Questa auto presentazione di Elena Lapini ne rappresenta fedelmente l’attaccamento a Montefioralle che gli è valso anche la stima dei colleghi produttori della suddetta UGA (Unità geografica aggiuntiva) al punto da nominarla responsabile della Tesoreria dell’Associazione.
Una storica tradizione di viticoltura cittadina a Greve in Chianti
Questa piccola realtà, gestita appunto con passione da Elena Lapini e dal marito Luca Polga nel rispetto dei semplici dettami di una tradizione di famiglia tramandatasi nel tempo, si trova pressoché all’interno del tessuto urbanistico di Greve, con l’ingresso posto accanto alle scuole e con il belvedere da cui si può ammirare la piazza del paese. Rappresenta uno dei pochi, affascinanti esempi di viticoltura cittadina in Toscana.

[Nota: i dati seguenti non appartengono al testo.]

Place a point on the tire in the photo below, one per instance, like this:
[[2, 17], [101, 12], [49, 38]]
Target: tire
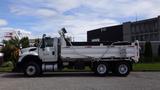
[[32, 69], [101, 69], [122, 69]]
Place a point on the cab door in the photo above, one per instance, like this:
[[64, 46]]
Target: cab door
[[47, 51]]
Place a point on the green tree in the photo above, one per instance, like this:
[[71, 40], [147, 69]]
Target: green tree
[[24, 42]]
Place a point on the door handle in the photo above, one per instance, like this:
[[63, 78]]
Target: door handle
[[53, 53]]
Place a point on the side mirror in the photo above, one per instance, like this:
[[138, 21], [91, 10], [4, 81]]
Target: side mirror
[[43, 41]]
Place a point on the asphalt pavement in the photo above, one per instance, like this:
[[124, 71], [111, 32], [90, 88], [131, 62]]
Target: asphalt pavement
[[80, 81]]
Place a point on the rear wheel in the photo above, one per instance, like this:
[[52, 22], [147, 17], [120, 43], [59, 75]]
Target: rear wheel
[[123, 69], [101, 69], [32, 69]]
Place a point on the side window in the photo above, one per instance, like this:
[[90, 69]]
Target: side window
[[49, 42]]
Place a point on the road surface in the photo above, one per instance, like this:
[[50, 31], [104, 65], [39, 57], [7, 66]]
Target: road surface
[[81, 81]]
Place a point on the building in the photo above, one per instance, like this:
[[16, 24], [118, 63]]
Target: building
[[143, 30], [12, 33]]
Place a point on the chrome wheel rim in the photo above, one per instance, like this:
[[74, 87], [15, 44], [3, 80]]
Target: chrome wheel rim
[[123, 69], [31, 70]]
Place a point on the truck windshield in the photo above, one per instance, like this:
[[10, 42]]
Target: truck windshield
[[49, 42]]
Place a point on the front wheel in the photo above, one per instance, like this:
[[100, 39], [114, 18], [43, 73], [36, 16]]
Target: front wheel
[[123, 69], [101, 69], [32, 69]]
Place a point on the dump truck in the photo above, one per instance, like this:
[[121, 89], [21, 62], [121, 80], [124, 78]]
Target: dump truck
[[55, 54]]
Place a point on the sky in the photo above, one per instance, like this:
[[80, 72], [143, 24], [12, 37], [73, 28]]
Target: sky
[[77, 16]]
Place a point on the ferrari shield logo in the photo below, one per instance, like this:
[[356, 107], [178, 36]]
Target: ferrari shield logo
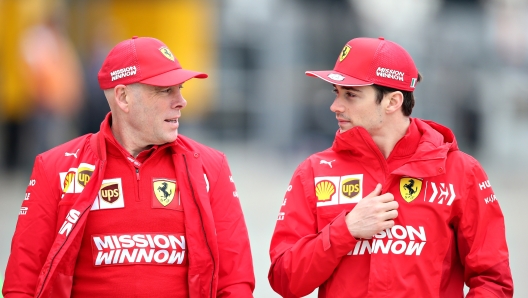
[[167, 53], [344, 53], [410, 188], [164, 191]]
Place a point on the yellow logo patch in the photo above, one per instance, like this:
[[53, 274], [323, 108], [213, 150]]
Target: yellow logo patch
[[410, 188], [83, 176], [164, 191], [68, 181], [167, 53], [344, 53], [324, 190], [350, 187]]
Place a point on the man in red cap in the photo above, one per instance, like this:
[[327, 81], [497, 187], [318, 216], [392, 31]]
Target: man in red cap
[[135, 210], [393, 208]]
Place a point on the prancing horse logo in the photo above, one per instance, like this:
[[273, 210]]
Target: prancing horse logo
[[410, 188], [164, 191], [329, 163]]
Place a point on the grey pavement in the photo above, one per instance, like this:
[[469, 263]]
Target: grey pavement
[[262, 178]]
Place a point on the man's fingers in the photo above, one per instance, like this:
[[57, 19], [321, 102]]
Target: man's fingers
[[389, 215], [376, 192]]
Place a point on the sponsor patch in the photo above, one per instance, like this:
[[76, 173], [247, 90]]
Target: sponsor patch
[[207, 182], [398, 240], [139, 248], [324, 190], [167, 53], [390, 74], [71, 219], [166, 194], [110, 195], [492, 198], [344, 53], [442, 193], [75, 179], [336, 77], [334, 190], [485, 184], [23, 210], [123, 73], [410, 188]]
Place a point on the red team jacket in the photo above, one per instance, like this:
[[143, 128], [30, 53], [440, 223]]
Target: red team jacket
[[48, 234], [449, 230]]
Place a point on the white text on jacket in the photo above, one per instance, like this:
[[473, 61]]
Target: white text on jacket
[[127, 249], [396, 240]]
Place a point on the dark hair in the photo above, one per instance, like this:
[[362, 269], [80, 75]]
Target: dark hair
[[408, 96]]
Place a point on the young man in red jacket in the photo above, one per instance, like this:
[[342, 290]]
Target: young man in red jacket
[[135, 210], [393, 208]]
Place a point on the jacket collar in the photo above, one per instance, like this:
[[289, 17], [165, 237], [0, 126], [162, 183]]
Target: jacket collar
[[99, 140], [425, 142]]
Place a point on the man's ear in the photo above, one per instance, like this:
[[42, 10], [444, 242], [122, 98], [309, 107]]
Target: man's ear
[[395, 102], [121, 97]]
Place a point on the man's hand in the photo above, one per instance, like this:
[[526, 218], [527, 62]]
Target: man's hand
[[373, 214]]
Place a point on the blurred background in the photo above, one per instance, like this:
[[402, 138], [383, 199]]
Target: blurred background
[[257, 105]]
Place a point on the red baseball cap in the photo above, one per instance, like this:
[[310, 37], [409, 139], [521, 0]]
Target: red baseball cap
[[143, 60], [366, 61]]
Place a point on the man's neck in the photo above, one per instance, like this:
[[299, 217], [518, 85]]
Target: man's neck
[[390, 134], [124, 140]]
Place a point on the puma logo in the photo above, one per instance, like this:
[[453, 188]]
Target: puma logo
[[71, 154], [329, 163]]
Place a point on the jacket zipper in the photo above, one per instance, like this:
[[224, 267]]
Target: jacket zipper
[[62, 245], [201, 220]]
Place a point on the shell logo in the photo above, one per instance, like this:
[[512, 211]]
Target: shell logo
[[324, 190]]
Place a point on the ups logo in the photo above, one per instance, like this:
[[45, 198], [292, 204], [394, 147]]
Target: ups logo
[[350, 187], [110, 192], [68, 181], [84, 176]]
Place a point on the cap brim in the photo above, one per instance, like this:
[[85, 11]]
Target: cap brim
[[337, 78], [173, 77]]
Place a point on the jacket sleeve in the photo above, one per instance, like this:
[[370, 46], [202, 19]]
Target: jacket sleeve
[[235, 275], [482, 242], [33, 237], [302, 257]]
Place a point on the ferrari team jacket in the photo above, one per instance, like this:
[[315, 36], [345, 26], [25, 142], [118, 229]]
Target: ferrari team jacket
[[449, 230], [48, 234]]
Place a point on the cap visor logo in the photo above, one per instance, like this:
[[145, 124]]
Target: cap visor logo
[[167, 53], [336, 77]]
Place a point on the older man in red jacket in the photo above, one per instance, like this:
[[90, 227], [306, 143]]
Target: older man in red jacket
[[135, 210], [393, 208]]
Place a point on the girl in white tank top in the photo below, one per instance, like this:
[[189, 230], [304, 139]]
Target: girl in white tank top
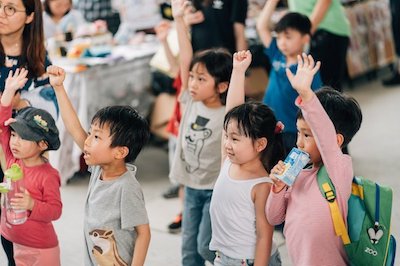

La parola tradizione è un temine che ricorre spesso nel dialogo che abbiamo avuto con Elena in occasione della degustazione dei vini della UGA di Montefioralle, svoltasi recentemente a Villa Calcinaia, ed è il connotato che cerca di mettere in risalto nei suoi vini, ricavati sia dai vigneti terrazzati lungo la strada che si inerpica per arrivare in cima al colle di Campriano, sia dalla vigna di un ettaro a Montefioralle, sul fronte opposto. La degustazione si distribuisce quindi equamente fra vini prodotti nel comprensorio di Greve in Chianti e quello di Montefioralle. Da uno studio dei terreni, è risultato che i 3 ettari di proprietà insistono sullo stesso tipo di suolo calcareo-argilloso.
Degustazione Chianti Classico Podere Campriano: note di degustazione
Il Chianti Classico 2022 Greve in Chianti gioca sulle sfumature ed è soffuso, floreale, terroso, al palato è lieve ma saporito, elegante e di bella naturalezza espressiva. Semplicemente uno dei Chianti Classico d’annata più emblematici della categoria.
Il Chianti Classico Balze di Montefioralle 2021 per le doti di spigliatezza di beva ricorda i più apprezzabili Chianti Classico di un tempo, nei fiaschi da due litri. Qui però ci sono anche sensualità, raffinatezza, capacità di dettaglio e un finale lungo e gradevolissimo.
Il Chianti Classico Riserva Le Balze di Montefioralle 2021 - Uve biologiche 100% Sangiovese di produzione propria. Si accende di fragranze di viola e lavanda, mora di gelso, erbe officinali, svelando molto appeal. Al palato sapore speziato e prolungato di sottobosco, muschio e pepe. Di sobrietà e introspezioni, focalizzato nel finale su eleganti sentori minerali e di viola mammola, succoso, sapido ed equilibrato.
Il Chianti Classico Riserva del Fondatore Valerio Lapini Greve in Chianti 2021 è la versione più elegante della gamma con un grande crescendo gustativo. I tannini sono pregevolmente sfumati, l’allungo è costante e progressivo, il finale particolarmente vibrante, dai risvolti agrumati. Schiettezza e sincerità espressiva sono le voci fondanti di questi vini.